CALinnovates executive director Mike Montgomery said that it was time for Congress to step in to settle the matter.
Read: at Is Net Neutrality?
But opponents of the repeal say that there is no reason to remove the classification, and that competition amongst the USA service providers has thrived since the change.
The language tended toward the extreme on the call, with Blumenthal saying the Trump Administration was trying to kill a vital part of the Internet, the openness that was the heritage and DNA of the "net, and destroy the basic protections of no blocking and throttling and paid prioritization". Blumenthal said. "Any effort to roll back [net neutrality] in draconian fashion could be against the law".
Pai, a Republican commissioner chosen by President Donald Trump to lead the FCC, has long criticized the rule. This 2015 rule gives the FCC a roving mandate to micromanage the Internet. Companies like Google and Facebook and Netflix became household names precisely because we didn't have the government micromanaging how the internet would operate. Today's announcement is in stark contrast to a landmark net neutrality policy that was approved by the Chairman's predecessor to ensure that the internet remains open to all and that all online content is always treated the same by the internet providers.
Barlow suggested the net neutrality rules do the exact opposite of one of their main goals - to protect free speech online by requiring ISPs to treat all traffic equally.
For many Republicans and broadband groups, undoing the common-carrier classification is the key reason for reversing the net neutrality rules. "I intend to continue to represent them".
Free Market think tank Free State Foundation saw it quite differently.
"When we are saddled with FCC rules that will deny many Americans high-speed internet access and jobs, doing nothing is nothing doing", Pai said in a speech Wednesday in Washington. Public utility regulation is inappropriate for a digital broadband marketplace that is competitive and dynamic. "It undermines investment, reduces jobs, and stifles innovative new services", Grilllo writes. Pai said Wednesday at the event, sponsored by the Small Business & Entrepreneurship Council and FreedomWorks, that the FCC's regulation had discouraged investment in broadband.

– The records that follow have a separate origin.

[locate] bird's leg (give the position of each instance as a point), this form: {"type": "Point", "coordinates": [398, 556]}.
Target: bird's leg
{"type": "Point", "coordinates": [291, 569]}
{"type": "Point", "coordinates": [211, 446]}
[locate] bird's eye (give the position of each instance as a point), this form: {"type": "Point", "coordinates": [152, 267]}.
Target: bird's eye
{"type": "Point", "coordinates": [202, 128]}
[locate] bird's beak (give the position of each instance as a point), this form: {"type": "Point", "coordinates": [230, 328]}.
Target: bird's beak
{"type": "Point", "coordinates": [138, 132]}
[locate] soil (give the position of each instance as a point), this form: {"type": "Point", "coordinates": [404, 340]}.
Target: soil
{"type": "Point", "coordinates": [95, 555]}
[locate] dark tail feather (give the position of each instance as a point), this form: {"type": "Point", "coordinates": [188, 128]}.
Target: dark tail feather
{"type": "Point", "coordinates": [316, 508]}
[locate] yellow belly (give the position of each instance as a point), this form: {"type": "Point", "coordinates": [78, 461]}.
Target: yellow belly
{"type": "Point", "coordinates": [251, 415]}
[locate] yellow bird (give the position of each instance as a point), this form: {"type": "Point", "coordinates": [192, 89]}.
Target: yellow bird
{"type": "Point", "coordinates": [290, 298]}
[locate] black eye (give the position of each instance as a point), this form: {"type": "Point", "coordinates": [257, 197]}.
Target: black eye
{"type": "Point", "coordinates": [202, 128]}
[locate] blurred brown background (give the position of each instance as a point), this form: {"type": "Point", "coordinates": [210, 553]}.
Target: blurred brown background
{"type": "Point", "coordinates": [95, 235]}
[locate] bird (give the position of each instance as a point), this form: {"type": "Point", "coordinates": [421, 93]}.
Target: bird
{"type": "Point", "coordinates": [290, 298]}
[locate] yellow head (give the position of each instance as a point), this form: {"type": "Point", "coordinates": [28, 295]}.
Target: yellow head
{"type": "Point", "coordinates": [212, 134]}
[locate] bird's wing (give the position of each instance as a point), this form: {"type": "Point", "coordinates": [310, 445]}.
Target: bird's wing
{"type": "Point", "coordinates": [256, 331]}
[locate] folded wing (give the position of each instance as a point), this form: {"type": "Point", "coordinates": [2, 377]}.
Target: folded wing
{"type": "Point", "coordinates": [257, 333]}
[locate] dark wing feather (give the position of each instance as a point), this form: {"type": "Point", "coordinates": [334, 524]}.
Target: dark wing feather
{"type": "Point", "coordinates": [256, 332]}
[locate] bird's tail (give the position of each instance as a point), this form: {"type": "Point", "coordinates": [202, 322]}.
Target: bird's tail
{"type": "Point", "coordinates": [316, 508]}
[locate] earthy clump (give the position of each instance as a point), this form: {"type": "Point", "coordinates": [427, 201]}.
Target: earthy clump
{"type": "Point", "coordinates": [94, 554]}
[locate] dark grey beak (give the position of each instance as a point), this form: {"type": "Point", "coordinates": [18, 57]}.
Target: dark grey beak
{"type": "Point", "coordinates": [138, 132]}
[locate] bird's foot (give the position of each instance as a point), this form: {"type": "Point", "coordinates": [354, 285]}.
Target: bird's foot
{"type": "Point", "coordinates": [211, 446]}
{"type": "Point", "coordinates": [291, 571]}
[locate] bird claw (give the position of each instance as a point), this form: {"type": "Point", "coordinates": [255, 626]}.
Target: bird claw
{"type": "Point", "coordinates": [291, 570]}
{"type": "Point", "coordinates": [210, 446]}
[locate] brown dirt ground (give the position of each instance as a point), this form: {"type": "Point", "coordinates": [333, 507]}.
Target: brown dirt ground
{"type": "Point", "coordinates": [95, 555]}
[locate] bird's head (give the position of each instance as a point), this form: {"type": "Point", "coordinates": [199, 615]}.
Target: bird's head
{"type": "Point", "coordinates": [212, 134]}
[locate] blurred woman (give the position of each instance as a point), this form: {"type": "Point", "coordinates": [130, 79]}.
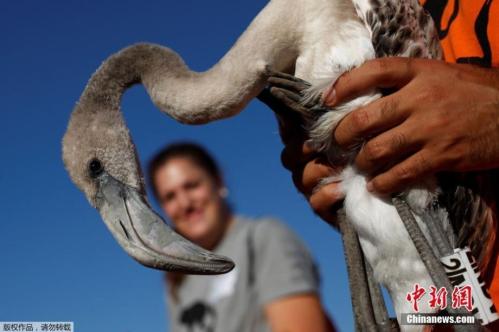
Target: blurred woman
{"type": "Point", "coordinates": [274, 286]}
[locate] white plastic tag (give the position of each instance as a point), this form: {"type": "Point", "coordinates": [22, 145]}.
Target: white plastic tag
{"type": "Point", "coordinates": [462, 270]}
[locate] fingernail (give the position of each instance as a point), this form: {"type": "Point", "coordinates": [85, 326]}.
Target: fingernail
{"type": "Point", "coordinates": [329, 97]}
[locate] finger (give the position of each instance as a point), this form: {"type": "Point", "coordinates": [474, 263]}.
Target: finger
{"type": "Point", "coordinates": [379, 73]}
{"type": "Point", "coordinates": [326, 201]}
{"type": "Point", "coordinates": [377, 116]}
{"type": "Point", "coordinates": [385, 149]}
{"type": "Point", "coordinates": [402, 175]}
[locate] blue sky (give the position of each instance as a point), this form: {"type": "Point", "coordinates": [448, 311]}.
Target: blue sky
{"type": "Point", "coordinates": [58, 262]}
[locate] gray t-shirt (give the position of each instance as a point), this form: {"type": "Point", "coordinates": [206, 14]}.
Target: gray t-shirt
{"type": "Point", "coordinates": [271, 262]}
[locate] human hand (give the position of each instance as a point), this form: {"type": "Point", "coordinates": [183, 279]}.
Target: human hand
{"type": "Point", "coordinates": [307, 167]}
{"type": "Point", "coordinates": [441, 117]}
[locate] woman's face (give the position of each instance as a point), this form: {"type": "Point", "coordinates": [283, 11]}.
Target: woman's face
{"type": "Point", "coordinates": [191, 198]}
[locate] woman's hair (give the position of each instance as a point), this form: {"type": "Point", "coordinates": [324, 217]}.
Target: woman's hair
{"type": "Point", "coordinates": [200, 157]}
{"type": "Point", "coordinates": [192, 151]}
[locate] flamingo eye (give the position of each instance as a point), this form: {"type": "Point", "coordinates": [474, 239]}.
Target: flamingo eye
{"type": "Point", "coordinates": [95, 168]}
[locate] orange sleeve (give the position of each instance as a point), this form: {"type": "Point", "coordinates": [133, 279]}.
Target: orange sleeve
{"type": "Point", "coordinates": [469, 33]}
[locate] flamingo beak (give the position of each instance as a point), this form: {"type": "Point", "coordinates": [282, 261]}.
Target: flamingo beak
{"type": "Point", "coordinates": [144, 235]}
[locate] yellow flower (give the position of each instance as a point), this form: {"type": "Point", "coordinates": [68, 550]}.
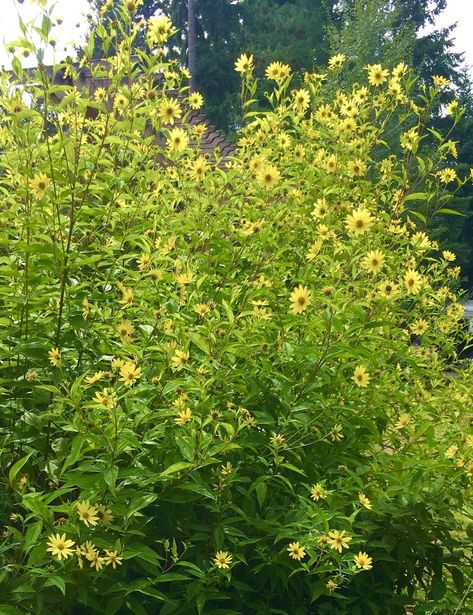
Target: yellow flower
{"type": "Point", "coordinates": [97, 562]}
{"type": "Point", "coordinates": [117, 363]}
{"type": "Point", "coordinates": [373, 262]}
{"type": "Point", "coordinates": [419, 326]}
{"type": "Point", "coordinates": [198, 168]}
{"type": "Point", "coordinates": [169, 110]}
{"type": "Point", "coordinates": [331, 164]}
{"type": "Point", "coordinates": [177, 140]}
{"type": "Point", "coordinates": [447, 175]}
{"type": "Point", "coordinates": [179, 359]}
{"type": "Point", "coordinates": [361, 377]}
{"type": "Point", "coordinates": [125, 330]}
{"type": "Point", "coordinates": [85, 308]}
{"type": "Point", "coordinates": [337, 433]}
{"type": "Point", "coordinates": [129, 373]}
{"type": "Point", "coordinates": [39, 185]}
{"type": "Point", "coordinates": [202, 309]}
{"type": "Point", "coordinates": [452, 107]}
{"type": "Point", "coordinates": [337, 61]}
{"type": "Point", "coordinates": [403, 421]}
{"type": "Point", "coordinates": [365, 501]}
{"type": "Point", "coordinates": [338, 540]}
{"type": "Point", "coordinates": [296, 551]}
{"type": "Point", "coordinates": [159, 29]}
{"type": "Point", "coordinates": [244, 64]}
{"type": "Point", "coordinates": [277, 71]}
{"type": "Point", "coordinates": [112, 558]}
{"type": "Point", "coordinates": [88, 550]}
{"type": "Point", "coordinates": [451, 451]}
{"type": "Point", "coordinates": [268, 176]}
{"type": "Point", "coordinates": [449, 256]}
{"type": "Point", "coordinates": [300, 299]}
{"type": "Point", "coordinates": [100, 94]}
{"type": "Point", "coordinates": [363, 561]}
{"type": "Point", "coordinates": [440, 81]}
{"type": "Point", "coordinates": [412, 281]}
{"type": "Point", "coordinates": [356, 168]}
{"type": "Point", "coordinates": [222, 559]}
{"type": "Point", "coordinates": [144, 261]}
{"type": "Point", "coordinates": [301, 100]}
{"type": "Point", "coordinates": [183, 416]}
{"type": "Point", "coordinates": [59, 546]}
{"type": "Point", "coordinates": [195, 100]}
{"type": "Point", "coordinates": [87, 513]}
{"type": "Point", "coordinates": [54, 356]}
{"type": "Point", "coordinates": [360, 221]}
{"type": "Point", "coordinates": [388, 289]}
{"type": "Point", "coordinates": [376, 74]}
{"type": "Point", "coordinates": [317, 492]}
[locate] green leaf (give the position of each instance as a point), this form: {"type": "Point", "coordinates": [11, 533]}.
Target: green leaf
{"type": "Point", "coordinates": [55, 580]}
{"type": "Point", "coordinates": [446, 210]}
{"type": "Point", "coordinates": [199, 341]}
{"type": "Point", "coordinates": [421, 217]}
{"type": "Point", "coordinates": [110, 478]}
{"type": "Point", "coordinates": [176, 467]}
{"type": "Point", "coordinates": [417, 196]}
{"type": "Point", "coordinates": [17, 467]}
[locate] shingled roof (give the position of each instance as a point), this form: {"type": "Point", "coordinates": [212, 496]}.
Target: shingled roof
{"type": "Point", "coordinates": [212, 144]}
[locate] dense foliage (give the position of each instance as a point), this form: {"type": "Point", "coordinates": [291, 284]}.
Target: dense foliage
{"type": "Point", "coordinates": [228, 386]}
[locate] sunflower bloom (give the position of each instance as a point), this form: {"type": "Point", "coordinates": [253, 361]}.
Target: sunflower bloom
{"type": "Point", "coordinates": [338, 540]}
{"type": "Point", "coordinates": [376, 74]}
{"type": "Point", "coordinates": [373, 262]}
{"type": "Point", "coordinates": [244, 64]}
{"type": "Point", "coordinates": [296, 551]}
{"type": "Point", "coordinates": [361, 377]}
{"type": "Point", "coordinates": [179, 359]}
{"type": "Point", "coordinates": [111, 558]}
{"type": "Point", "coordinates": [337, 61]}
{"type": "Point", "coordinates": [125, 330]}
{"type": "Point", "coordinates": [300, 299]}
{"type": "Point", "coordinates": [360, 221]}
{"type": "Point", "coordinates": [412, 281]}
{"type": "Point", "coordinates": [301, 100]}
{"type": "Point", "coordinates": [419, 326]}
{"type": "Point", "coordinates": [317, 492]}
{"type": "Point", "coordinates": [129, 373]}
{"type": "Point", "coordinates": [222, 559]}
{"type": "Point", "coordinates": [54, 356]}
{"type": "Point", "coordinates": [363, 561]}
{"type": "Point", "coordinates": [59, 546]}
{"type": "Point", "coordinates": [195, 100]}
{"type": "Point", "coordinates": [364, 501]}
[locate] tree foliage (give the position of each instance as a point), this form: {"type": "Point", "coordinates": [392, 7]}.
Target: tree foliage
{"type": "Point", "coordinates": [227, 386]}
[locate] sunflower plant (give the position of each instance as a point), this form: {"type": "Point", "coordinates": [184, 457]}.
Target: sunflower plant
{"type": "Point", "coordinates": [229, 385]}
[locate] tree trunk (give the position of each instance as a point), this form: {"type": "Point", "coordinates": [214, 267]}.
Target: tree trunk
{"type": "Point", "coordinates": [191, 43]}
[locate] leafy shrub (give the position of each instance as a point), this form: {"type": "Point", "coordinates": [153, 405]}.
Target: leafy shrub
{"type": "Point", "coordinates": [228, 386]}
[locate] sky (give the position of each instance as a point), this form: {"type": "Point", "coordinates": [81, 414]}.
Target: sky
{"type": "Point", "coordinates": [72, 12]}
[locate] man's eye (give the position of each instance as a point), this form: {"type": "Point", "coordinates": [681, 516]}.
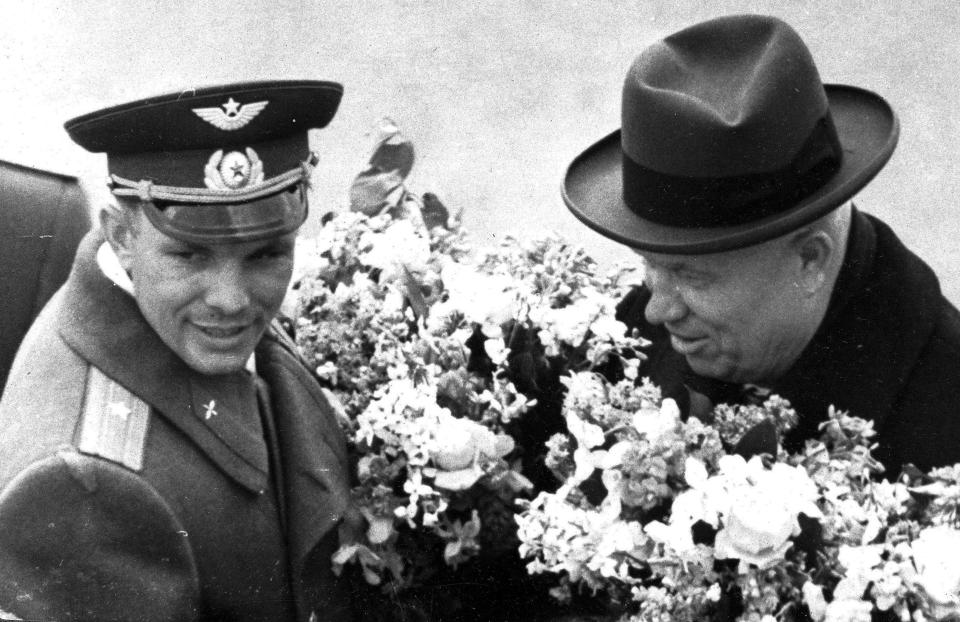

"This proposal is Washington policymaking at its worst - an alignment of government regulators with dominant industry interests", said Ryan Clough, general counsel for Public Knowledge.
Meanwhile, the FCC chairman has also been looking for allies.
Instead, Pai wants to return ISPs to being "information service providers" under Title I of the Act.
He vowed to "aggressively" modernize the FCC's rules and "cut unnecessary red tape and give broadcasters more flexibility", adding the review would cover rules pertaining to traditional broadcasters, cable and satellite carriers.
ISPs have put up roadblocks for consumers when given the opportunity.